FABLE XII.
De l’Aigle, et du Renard.
L’Aigle et le Renard ayant fait amitié ensemble, conclurent de demeurer l’un auprés de l’autre, s’imaginant qu’ils en vivroient en meilleure intelligence, et que leur commune affection s’affermiroit par leur conversation mutuelle. L’Aigle bâtist donc son nid sur un haut arbre, auprés duquel le Renard fit sa terriere, et mit ses petits dedans. Mais un jour entre les autres, il arriva qu’estant sorty, pour leur chercher quelque proye, l’Aigle, qui en avoit besoin aussi bien que luy, volla droit au lieu où estoient les petits Renards, qu’elle ravist promptement, et en fist curée à ses poussins. Le Renard ne fut pas plustost de retour, qu’il recognut le cruel carnage qui s’estoit faict en son absence, et en fût extrémement fasché : mais d’autant que pour estre quadrupede, et n’avoir des aisles, afin de poursuivre son ennemy, il jugeoit comme impossible de s’en venger ; s’aidant du commun remede, qui reste seul aux miserables, et à ceux qui ne peuvent faire ce qu’ils voudroient bien, il se mit à maudire l’Aigle, et souhaitta que toutes sortes de maux luy advinssent, tant a de pouvoir la haine, apres une amitié violée. Comme en effet, il ne tarda guere a estre vangé : car sur le poinct qu’en ce mesme temps on faisoit un sacrifice de chevres à la campagne, l’Aigle en ayant ravy un lopin, où estoient attachez quelques charbons encore flambants, porta le tout en son nid : et d’autant qu’il estoit fait de foin, et de semblable matiere seiche et legere, joinct qu’il faisoit fort grand vent, le feu ne tarda guere à s’y mettre, et le consomma.

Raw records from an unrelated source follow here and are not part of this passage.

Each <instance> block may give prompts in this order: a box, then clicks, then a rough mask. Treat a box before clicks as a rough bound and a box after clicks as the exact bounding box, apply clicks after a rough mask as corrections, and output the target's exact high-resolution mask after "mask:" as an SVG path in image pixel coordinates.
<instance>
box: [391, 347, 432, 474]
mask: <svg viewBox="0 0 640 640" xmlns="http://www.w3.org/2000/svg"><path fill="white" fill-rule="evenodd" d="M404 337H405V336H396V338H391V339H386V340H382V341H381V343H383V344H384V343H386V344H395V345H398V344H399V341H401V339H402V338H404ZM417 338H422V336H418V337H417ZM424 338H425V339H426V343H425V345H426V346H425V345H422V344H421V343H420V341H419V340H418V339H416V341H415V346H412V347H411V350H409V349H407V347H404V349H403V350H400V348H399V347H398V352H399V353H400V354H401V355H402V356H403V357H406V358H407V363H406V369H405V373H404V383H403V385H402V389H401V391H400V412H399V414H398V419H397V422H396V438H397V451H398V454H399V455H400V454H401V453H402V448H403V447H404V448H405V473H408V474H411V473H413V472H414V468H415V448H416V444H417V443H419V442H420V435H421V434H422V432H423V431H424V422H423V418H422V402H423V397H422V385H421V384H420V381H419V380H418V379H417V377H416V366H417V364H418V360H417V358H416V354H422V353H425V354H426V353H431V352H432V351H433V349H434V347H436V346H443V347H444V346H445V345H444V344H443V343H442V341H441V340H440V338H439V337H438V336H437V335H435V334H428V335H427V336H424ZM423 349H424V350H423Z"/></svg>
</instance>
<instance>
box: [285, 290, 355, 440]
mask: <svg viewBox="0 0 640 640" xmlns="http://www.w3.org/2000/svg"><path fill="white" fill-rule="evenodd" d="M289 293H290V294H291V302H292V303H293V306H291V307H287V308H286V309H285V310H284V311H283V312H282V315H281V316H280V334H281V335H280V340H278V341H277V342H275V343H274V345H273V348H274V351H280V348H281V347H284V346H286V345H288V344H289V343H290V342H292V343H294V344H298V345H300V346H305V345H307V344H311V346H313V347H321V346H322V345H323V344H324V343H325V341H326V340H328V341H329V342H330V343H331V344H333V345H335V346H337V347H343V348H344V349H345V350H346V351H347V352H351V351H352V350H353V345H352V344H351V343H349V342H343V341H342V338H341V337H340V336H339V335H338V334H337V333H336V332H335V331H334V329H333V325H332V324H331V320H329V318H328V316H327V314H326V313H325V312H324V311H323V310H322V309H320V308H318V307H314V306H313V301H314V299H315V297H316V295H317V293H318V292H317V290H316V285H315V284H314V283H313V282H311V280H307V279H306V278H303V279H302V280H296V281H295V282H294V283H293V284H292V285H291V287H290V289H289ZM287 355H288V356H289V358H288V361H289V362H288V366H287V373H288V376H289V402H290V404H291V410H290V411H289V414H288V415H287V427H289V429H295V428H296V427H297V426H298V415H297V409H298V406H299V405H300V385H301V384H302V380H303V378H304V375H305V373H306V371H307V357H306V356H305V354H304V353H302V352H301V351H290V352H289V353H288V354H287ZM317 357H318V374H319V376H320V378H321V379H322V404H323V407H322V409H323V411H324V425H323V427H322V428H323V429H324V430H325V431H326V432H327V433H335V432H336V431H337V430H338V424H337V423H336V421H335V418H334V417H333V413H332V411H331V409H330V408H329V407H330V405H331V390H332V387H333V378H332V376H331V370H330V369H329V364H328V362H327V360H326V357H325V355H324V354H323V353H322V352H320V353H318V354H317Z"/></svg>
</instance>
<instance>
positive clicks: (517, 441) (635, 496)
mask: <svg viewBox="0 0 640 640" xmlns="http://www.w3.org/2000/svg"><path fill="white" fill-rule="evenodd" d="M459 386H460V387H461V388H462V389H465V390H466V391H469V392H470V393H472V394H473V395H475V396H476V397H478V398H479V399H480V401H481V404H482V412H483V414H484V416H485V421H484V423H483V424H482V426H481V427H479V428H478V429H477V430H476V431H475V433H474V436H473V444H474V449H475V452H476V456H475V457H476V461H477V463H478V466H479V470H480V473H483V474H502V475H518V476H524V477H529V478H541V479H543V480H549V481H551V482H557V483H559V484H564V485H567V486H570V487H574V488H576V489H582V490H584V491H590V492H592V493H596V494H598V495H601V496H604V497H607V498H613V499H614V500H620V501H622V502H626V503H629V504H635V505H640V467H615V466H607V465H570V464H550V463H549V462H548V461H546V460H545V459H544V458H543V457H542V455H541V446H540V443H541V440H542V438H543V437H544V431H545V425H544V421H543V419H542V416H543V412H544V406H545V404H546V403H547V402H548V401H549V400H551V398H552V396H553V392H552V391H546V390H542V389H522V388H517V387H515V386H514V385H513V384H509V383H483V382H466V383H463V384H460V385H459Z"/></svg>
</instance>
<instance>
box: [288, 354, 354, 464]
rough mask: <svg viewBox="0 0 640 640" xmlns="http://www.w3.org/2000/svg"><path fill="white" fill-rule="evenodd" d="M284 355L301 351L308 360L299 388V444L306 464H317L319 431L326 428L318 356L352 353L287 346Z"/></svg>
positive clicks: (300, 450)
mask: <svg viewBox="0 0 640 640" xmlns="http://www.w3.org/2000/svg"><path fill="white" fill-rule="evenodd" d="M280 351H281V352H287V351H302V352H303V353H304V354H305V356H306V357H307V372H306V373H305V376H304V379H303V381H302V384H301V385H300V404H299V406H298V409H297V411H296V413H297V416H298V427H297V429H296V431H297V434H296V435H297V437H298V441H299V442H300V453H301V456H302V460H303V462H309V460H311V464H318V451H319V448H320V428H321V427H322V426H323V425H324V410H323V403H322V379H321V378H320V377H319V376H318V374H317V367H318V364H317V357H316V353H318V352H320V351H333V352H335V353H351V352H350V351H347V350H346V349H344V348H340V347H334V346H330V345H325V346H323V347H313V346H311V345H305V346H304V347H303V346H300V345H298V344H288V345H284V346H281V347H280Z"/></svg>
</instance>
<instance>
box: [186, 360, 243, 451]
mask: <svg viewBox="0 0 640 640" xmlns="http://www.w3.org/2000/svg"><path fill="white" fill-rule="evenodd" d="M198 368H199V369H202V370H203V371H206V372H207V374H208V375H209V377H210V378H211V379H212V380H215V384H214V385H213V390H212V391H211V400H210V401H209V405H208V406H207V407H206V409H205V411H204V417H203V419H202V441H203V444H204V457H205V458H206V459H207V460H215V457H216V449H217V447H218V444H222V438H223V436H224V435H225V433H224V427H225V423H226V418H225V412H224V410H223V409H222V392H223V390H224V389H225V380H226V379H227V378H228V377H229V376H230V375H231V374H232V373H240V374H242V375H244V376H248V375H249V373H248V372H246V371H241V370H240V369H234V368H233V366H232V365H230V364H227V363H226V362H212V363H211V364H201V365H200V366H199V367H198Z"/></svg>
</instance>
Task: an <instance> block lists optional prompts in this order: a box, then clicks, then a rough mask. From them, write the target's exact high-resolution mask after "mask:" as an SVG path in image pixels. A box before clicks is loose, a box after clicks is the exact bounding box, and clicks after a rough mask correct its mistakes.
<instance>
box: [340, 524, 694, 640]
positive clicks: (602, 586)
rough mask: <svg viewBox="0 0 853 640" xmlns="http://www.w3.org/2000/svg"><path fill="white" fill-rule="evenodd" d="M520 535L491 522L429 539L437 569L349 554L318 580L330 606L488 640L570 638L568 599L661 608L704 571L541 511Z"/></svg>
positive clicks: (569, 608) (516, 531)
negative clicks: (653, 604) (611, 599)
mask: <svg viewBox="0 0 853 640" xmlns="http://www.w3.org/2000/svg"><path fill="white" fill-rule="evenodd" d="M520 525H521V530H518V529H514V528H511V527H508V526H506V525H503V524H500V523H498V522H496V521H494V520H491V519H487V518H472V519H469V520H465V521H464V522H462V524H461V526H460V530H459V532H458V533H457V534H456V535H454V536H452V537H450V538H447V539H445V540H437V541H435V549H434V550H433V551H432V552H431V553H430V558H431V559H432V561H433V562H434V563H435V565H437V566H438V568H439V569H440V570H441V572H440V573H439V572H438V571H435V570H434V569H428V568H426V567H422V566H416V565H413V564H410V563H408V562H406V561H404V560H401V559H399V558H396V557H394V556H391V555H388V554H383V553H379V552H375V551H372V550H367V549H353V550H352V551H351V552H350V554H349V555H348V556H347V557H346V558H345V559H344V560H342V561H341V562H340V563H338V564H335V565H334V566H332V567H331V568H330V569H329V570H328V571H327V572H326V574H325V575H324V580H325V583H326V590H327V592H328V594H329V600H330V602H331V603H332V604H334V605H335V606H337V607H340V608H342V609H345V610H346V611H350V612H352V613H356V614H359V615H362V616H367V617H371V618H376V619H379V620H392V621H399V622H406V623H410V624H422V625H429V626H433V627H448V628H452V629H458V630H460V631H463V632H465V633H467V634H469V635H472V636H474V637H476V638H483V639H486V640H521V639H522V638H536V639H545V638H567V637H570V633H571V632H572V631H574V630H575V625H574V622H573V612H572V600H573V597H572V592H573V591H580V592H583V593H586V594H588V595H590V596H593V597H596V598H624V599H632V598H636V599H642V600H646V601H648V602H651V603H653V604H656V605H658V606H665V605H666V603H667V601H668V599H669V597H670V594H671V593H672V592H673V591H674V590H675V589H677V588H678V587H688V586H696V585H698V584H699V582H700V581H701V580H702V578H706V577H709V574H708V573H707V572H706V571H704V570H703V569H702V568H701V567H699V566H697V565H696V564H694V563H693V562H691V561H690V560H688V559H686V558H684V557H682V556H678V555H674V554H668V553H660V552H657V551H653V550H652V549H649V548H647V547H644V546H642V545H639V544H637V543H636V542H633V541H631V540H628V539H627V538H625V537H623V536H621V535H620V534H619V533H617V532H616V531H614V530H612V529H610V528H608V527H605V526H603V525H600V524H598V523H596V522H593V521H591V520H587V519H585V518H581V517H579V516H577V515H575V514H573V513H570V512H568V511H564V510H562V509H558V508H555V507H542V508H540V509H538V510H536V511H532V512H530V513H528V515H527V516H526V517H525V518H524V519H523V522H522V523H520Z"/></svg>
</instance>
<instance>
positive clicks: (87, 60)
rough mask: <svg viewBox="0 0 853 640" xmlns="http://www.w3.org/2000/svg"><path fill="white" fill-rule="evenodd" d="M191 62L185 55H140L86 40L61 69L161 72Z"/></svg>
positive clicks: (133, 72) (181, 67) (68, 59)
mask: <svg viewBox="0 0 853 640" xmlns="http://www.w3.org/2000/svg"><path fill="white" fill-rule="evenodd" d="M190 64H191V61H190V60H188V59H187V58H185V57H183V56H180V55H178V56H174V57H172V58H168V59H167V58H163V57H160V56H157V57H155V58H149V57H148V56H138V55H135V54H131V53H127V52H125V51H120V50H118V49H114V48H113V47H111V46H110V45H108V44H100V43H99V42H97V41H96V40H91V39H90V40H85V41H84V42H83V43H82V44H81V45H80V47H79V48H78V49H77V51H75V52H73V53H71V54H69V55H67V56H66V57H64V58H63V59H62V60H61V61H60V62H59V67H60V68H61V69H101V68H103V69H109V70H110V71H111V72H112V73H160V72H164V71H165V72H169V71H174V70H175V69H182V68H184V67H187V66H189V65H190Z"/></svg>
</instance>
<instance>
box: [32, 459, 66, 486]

Alors les poussins de l’Aigle, qui ne pouvoient encore voler, sentans l’ardeur de la flamme, se laisserent cheoir à terre, où toutesfois ils ne furent pas long-temps : car le Renard, qui estoit en bas, se jetta sur eux incontinent, et les engloutit en la presence de leur mere.
Discours sur la douziesme Fable.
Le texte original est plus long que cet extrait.